While the pain of grief is often something that most people want to avoid, experiencing the range of emotions grief brings is a necessary part of healing. “Take care of yourself”, “Be wherever and however you need to be right now”, is sound wisdom that’s worth offering someone who is grieving.

The best help others can offer someone who is grieving is letting them know that they are not alone and that you are available to lend a listening heart when and if the griever needs it.

Finding a way to say, “I love you, I don’t have all the answers and I am here for you” can be just what a griever needs to hear.

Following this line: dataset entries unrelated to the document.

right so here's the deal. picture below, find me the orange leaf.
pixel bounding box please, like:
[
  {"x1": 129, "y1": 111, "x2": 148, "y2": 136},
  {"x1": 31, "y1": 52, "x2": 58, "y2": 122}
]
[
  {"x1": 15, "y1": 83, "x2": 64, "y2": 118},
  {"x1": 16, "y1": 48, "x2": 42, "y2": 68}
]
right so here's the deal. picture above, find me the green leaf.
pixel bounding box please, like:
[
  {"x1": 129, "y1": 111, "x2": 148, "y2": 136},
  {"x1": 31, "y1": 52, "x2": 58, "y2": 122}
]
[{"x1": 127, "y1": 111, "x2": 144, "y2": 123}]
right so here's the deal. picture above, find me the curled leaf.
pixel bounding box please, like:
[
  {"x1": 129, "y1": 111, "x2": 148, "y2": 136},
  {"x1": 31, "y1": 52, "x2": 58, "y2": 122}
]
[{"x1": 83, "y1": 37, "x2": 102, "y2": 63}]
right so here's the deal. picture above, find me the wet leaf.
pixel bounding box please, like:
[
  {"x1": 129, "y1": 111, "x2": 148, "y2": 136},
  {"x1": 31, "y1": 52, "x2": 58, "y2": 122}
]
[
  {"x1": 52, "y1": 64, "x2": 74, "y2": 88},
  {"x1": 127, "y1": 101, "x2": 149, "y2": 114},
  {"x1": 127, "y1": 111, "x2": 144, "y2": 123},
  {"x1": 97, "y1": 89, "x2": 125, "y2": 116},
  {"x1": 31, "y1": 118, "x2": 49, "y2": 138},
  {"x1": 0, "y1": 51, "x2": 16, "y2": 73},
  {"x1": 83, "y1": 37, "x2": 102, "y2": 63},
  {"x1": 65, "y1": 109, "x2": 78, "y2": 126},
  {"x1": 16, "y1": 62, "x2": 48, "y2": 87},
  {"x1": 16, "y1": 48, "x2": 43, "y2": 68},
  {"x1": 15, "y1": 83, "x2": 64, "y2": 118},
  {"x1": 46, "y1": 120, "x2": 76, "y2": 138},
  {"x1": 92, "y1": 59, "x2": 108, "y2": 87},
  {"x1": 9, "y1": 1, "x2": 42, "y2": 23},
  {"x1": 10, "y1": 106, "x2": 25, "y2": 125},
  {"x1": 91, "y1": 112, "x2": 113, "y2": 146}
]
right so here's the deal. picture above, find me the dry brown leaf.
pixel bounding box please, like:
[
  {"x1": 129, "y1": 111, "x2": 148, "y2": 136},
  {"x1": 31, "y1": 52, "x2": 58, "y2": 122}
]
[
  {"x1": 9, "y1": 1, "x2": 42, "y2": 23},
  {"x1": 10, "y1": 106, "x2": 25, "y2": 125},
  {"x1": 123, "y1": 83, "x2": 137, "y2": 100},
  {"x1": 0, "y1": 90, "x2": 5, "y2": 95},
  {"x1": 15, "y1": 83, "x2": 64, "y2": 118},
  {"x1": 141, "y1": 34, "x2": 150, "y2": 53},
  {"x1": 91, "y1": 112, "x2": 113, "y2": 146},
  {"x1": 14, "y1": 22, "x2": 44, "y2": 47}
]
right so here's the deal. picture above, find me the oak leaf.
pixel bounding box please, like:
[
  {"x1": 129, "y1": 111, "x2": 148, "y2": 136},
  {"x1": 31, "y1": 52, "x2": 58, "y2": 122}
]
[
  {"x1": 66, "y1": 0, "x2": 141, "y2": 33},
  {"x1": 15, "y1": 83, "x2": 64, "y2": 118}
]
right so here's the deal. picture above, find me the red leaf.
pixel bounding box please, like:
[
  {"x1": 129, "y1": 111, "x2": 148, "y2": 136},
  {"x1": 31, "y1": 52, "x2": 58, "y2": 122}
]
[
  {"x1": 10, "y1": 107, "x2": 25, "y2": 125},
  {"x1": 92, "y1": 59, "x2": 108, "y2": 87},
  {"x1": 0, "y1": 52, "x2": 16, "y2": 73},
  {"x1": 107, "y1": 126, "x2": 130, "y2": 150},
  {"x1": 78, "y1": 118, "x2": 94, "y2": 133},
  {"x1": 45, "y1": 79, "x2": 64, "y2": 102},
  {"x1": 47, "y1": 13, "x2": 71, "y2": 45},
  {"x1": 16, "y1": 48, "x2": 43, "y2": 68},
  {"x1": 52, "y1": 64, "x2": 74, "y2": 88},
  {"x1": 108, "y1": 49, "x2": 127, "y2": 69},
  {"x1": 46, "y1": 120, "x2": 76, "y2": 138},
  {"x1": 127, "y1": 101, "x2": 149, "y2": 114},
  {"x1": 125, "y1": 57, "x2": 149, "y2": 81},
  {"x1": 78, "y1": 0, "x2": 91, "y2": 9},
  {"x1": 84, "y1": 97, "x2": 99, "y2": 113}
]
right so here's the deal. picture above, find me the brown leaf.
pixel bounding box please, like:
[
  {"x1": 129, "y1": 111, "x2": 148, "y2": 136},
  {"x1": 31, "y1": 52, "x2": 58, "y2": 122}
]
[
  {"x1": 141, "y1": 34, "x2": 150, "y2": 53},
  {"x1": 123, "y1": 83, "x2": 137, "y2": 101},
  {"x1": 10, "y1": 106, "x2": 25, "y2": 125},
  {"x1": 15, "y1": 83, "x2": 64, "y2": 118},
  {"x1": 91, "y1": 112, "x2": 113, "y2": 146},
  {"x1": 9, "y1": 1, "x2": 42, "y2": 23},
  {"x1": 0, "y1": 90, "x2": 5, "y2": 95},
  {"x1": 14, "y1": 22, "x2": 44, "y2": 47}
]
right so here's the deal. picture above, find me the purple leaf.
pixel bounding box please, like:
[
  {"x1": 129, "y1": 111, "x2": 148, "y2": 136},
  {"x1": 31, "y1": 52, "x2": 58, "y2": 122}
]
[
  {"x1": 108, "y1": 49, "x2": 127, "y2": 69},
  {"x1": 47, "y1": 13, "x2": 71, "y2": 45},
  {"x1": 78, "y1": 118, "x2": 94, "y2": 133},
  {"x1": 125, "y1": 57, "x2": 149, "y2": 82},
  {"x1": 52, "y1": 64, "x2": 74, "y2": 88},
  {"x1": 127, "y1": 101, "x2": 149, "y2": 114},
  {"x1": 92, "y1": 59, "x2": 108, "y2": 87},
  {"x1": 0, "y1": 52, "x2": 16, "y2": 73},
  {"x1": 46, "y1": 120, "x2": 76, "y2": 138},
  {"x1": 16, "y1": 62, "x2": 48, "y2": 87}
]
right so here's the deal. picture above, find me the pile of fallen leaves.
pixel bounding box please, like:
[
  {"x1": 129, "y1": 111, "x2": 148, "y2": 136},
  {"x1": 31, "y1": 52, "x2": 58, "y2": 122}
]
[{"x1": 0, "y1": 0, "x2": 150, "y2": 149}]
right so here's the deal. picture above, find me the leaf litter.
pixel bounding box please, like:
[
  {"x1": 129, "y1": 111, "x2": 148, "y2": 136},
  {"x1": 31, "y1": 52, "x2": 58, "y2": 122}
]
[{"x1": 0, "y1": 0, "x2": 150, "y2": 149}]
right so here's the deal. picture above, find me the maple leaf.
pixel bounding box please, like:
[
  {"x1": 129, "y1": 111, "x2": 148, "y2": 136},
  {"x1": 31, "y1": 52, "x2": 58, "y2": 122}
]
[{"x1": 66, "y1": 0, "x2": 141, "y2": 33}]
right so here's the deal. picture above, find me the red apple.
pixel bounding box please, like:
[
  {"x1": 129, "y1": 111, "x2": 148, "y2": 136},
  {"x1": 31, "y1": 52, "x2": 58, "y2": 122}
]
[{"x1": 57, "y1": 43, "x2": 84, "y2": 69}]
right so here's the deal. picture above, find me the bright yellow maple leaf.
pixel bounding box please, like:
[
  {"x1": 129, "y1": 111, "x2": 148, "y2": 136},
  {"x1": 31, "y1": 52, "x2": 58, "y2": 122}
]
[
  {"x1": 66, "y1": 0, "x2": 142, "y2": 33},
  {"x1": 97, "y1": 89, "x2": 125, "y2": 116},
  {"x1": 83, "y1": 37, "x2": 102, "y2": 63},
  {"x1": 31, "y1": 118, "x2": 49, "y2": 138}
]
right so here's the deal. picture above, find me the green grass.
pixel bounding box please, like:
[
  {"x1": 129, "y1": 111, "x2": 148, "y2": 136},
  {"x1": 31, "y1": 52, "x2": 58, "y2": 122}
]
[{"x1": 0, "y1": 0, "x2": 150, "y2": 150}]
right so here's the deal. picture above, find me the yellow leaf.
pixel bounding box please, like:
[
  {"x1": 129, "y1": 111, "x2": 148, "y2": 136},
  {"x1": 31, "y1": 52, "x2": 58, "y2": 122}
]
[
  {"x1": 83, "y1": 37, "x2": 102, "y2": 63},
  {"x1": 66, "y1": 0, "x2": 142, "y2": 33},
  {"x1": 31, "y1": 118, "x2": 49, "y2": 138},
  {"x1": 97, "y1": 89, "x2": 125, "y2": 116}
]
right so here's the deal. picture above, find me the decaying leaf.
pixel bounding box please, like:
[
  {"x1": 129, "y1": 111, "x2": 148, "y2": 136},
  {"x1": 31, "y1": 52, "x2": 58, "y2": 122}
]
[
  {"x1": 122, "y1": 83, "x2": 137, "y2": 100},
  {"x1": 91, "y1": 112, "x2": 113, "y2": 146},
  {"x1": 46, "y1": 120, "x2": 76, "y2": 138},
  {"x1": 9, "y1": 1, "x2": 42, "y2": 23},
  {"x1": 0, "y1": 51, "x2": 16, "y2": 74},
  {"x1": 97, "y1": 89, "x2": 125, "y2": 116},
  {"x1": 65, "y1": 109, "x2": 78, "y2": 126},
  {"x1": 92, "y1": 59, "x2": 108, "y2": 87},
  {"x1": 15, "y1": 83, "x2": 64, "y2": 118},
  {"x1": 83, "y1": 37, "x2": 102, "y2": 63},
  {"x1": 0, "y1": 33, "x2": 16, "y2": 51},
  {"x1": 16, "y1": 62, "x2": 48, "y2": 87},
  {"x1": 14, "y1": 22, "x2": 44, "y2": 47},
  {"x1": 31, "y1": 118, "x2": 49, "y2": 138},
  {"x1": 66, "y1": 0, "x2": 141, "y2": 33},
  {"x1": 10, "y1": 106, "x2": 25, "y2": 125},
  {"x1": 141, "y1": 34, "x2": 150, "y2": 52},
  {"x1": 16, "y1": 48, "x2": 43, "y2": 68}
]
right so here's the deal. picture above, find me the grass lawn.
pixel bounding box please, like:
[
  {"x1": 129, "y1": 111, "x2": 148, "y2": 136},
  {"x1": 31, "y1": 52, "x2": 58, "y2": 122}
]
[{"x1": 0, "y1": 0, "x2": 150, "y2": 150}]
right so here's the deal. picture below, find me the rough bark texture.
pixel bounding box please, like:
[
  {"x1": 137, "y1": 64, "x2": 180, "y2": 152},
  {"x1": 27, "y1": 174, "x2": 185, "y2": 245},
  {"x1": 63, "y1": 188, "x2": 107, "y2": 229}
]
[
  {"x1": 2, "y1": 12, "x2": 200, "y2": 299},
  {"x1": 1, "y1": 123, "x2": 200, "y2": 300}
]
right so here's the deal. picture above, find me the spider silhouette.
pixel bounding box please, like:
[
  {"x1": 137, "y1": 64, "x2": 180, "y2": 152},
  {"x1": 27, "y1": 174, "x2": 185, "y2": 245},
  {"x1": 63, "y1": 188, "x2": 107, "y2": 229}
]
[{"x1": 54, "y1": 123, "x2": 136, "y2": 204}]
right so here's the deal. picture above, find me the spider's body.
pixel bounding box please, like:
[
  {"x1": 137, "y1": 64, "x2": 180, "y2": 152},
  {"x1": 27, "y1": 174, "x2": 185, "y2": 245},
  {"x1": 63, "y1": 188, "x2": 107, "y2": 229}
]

What Am I Doing With My Life?

(Photo: Adobe Stock)

Someone Who Is Grieving Should Be Gentle With Themselves

Diana Lucas Flemma, Licensed Clinical Professional Counselor

Because people who are grieving cannot predict when the sadness of their loss will hit them, I counsel them to lower expectations of themselves as they work through their loss.

I counsel them to be incredibly gentle with themselves, focusing on their healthiest self-care strategies – get outdoors on walks, get extra sleep, eat healthy foods.

The other thing about grief that is extra hard is that everyone experiences emotions at different times, so you cannot expect others in your life who are also grieving the same loss with you to be at the same place with you emotionally.

Many friends also will want to know how to help you, but won’t know how because they have not experienced loss themselves.

Become more direct in asking for what you need from these friends and family relationships. People want to be there for you, even when they don’t know how to be.

And be open to accepting support from those unexpected people in your life who may have also lost people and who understand grief a bit more personally.

Listen More Than You Speak

Valentina Dragomir, Psychotherapist and Founder of PsihoSensus

Having been a psychotherapist for the past six years, I’ve come across many people who were grieving – and I can tell you that what someone might find helpful to hear, some other people might not.

For example, I said this to two different people and they responded differently: “I am sorry for your loss and that you are going through this.” One person appreciated it, the other didn’t. And that is OK.

Losing a loved one or anything else of high value or importance is very difficult for everyone.

I believe there is no standard for what to say to someone who is grieving.

What I found very useful is to acknowledge the feelings and let the person who is going through grief know that you are there for them, and ask if there is anything you can help with.

Some people might feel very overwhelmed and might need support in one form or another.

Most of all, listen more than you speak. Give space and allow the person who is grieving to share how they feel without wanting to fix their emotions.

Grief is not something we can fix or solve for anyone. The only healthy way to deal with grief is through it, and having someone that can offer support is very important.